Der originelle Ansatz der Autorin besteht dabei vor allem darin, dieser an sich wenig neuen Grundthese anhand eines ungewöhnlichen Themas nachzugehen. Barzman rückt vor allem Bild- und Textdiskurse um Enthauptungen in den Mittelpunkt und deutet sie konsequent im Horizont venezianischer Identitäts- und Alteritätskonstruktionen. Mittels detaillierter Text- und Bildanalysen gelingt es ihr zu zeigen, dass diese Praktiken in Venedig höchst unterschiedlich bewertet wurden. Je nach Kontext wurden sie mal als grausame und barbarische Akte osmanischer Gewalt- und Willkürherrschaft, mal als notwendige und gerechte Strafen innerhalb des venezianischen Gemeinwesens aufgefasst. Mit Blick auf Dalmatien und den Kampf der dort ansässigen ‚morlacchi‘ gegen die Türken wird abschließend die Ambivalenz venezianischer Alteritätskonstruktionen aufgezeigt. Methodisch unterfüttert werden diese Analysen durch poststrukturalistische Ansätze aus dem Bereich der Psychoanalyse (Lacan) und der französischen Literaturwissenschaft (Barthes).
Die Studie gliedert sich in fünf Kapitel, flankiert von einer strukturierend methodischen Einleitung und einer abschließenden, kurzen Synthese der Ergebnisse. Die umfangreiche Bibliographie bietet einen Überblick über aktuelle Forschung auch wenn die Literatur aus dem Bereich des Durchdringungsmodells merklich unterrepräsentiert ist. Der als ‚Early Modern‘ unscharf bleibende Untersuchungszeitraum erstreckt sich von der osmanischen Eroberung Konstantinopels (1453) bis zum letzten Drittel des 18. Jahrhunderts (Alberto Fortis „Viaggio in Dalmazia“, 1774), mit einem Schwerpunkt auf dem 17. Jahrhundert.

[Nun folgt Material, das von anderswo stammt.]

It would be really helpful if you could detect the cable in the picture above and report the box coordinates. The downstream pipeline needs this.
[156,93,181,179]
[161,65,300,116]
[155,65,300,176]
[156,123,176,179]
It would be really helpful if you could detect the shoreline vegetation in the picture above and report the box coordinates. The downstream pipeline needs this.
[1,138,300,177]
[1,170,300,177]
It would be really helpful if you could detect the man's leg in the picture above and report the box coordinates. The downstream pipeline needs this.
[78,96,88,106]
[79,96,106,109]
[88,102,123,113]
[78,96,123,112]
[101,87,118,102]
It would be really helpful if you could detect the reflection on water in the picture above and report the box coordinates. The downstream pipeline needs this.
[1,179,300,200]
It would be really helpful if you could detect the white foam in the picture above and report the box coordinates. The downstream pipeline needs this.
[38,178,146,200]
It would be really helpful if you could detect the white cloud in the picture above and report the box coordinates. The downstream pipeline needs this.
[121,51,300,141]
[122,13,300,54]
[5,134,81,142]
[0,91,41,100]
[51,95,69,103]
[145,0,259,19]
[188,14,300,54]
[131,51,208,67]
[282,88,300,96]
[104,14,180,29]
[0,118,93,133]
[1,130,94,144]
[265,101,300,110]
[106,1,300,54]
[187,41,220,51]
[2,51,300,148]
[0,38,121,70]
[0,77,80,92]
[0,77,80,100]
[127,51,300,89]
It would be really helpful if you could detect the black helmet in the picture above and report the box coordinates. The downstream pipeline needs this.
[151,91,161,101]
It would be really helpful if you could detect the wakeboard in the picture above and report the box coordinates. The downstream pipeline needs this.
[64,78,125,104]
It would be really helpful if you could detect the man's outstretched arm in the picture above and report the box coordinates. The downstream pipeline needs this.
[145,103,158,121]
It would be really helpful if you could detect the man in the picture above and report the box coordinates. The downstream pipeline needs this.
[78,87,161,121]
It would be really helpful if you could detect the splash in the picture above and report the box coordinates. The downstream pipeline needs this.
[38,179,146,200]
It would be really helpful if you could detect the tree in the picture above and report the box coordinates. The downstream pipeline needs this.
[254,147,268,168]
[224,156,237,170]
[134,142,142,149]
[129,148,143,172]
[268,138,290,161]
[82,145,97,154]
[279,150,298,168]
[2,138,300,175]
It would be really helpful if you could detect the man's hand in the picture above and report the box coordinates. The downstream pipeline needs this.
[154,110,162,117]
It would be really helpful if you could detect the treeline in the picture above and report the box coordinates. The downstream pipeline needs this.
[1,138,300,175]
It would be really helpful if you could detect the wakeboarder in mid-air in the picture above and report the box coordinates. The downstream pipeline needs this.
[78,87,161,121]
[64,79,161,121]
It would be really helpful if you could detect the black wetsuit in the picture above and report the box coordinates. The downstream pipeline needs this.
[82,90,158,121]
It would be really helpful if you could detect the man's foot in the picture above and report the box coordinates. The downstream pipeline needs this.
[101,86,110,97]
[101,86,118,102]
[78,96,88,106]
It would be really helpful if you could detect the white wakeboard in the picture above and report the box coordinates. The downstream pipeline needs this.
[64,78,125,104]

Die 54 Schwarzweißabbildungen im Text und die 52 Farbtafeln im Anhang, stellen Bildmaterial zur Verfügung, das auch Kennern der Materie kaum vollumfänglich vertraut sein dürfte. Mit zahlreichen Einzelfallstudien, Nebeninformationen und detaillierten Beschreibungen richtet sich das quellenreiche Buch in erster Linie an ein Publikum, das mit der venezianischen Geschichte und Kunstgeschichte vertraut ist. Durch den umfangreichen und erklärenden Fußnotenapparat dürften sich aber auch Leser*innen mit anderen Interessensschwerpunkten zurechtfinden.

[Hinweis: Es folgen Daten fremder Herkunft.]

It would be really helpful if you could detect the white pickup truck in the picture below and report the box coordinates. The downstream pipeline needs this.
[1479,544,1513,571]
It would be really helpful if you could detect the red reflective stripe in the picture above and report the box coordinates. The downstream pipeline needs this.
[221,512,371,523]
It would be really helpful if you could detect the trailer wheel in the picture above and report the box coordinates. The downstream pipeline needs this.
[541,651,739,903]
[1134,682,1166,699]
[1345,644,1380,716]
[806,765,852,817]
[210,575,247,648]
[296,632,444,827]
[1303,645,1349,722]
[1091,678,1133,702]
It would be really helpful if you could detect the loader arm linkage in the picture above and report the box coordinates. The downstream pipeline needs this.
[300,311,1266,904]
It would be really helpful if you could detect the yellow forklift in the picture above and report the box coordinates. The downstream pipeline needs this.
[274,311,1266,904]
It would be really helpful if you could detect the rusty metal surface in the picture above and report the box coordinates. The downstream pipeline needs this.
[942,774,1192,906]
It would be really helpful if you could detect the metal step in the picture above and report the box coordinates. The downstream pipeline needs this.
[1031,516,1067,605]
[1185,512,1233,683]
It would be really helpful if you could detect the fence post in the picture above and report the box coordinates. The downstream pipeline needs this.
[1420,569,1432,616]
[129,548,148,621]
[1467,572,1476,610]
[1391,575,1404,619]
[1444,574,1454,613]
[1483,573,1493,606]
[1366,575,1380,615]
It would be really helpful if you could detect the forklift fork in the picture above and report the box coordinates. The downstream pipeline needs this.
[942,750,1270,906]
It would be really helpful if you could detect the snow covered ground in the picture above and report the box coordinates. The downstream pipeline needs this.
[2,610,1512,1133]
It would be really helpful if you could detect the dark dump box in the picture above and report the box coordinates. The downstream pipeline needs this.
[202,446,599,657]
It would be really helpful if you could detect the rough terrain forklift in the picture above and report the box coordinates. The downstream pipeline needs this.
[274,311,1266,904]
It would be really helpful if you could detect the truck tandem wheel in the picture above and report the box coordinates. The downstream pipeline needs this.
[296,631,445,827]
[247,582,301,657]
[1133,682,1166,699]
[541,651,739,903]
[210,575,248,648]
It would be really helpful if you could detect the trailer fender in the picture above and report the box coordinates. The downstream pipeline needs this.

Die Stoßrichtung von Barzmans Forschung wird im ersten Kapitel besonders deutlich, in dem sie sich der frühneuzeitlichen Darstellung osmanischer Gewalt widmet. Dabei liegt ihr Schwerpunkt vor allem auf der Wahrnehmung venezianisch-osmanischer Grenzauseinandersetzungen in Dalmatien während des Krieges um Kreta (1645–1669). Ausgehend von Schilderungen einer Massenenthauptung bei der osmanischen Einnahme der dalmatinischen Festungsstadt Novigrad, fragt sie nach den intertextuellen Zusammenhängen dieser Nachrichten mit anderen Zeugnissen. Sie kann zeigen, dass die diplomatischen Meldungen, Briefe und Augenzeugenberichte vor allem auf einer Wiederholung älterer Gewaltschilderungen beruhten. Hier arbeitet die Autorin Parallelen zu den Nachrichten vom Fall Konstantinopels (1453) und der osmanischen Eroberung der süditalienischen Hafenstadt Otranto (1480) heraus. Darüber hinaus fragt sie nach den Einflüssen der Berichte auf die 1650 gegenwärtige Textproduktion. Dabei wird sie in Carlo Ridolfis 1648 publizierten Künstlerviten „Le maraviglie dell’arte overro le vite degli illustri pittori venetie dello stato […]“ fündig. Eine dort erstmals überlieferte Anekdote über Gentile Bellinis Aufenthalt am osmanischen Hof (1479–1480), die davon erzählt, wie Sultan Mehmed II. einem Sklaven vor den Augen des Künstlers den Kopf abschlagen ließ, um auf Darstellungsfehler bei der Wiedergabe eines Johanneshauptes hinzuweisen, deutet Barzman als Reflex der Berichte über die Massenenthauptung von Novigrad.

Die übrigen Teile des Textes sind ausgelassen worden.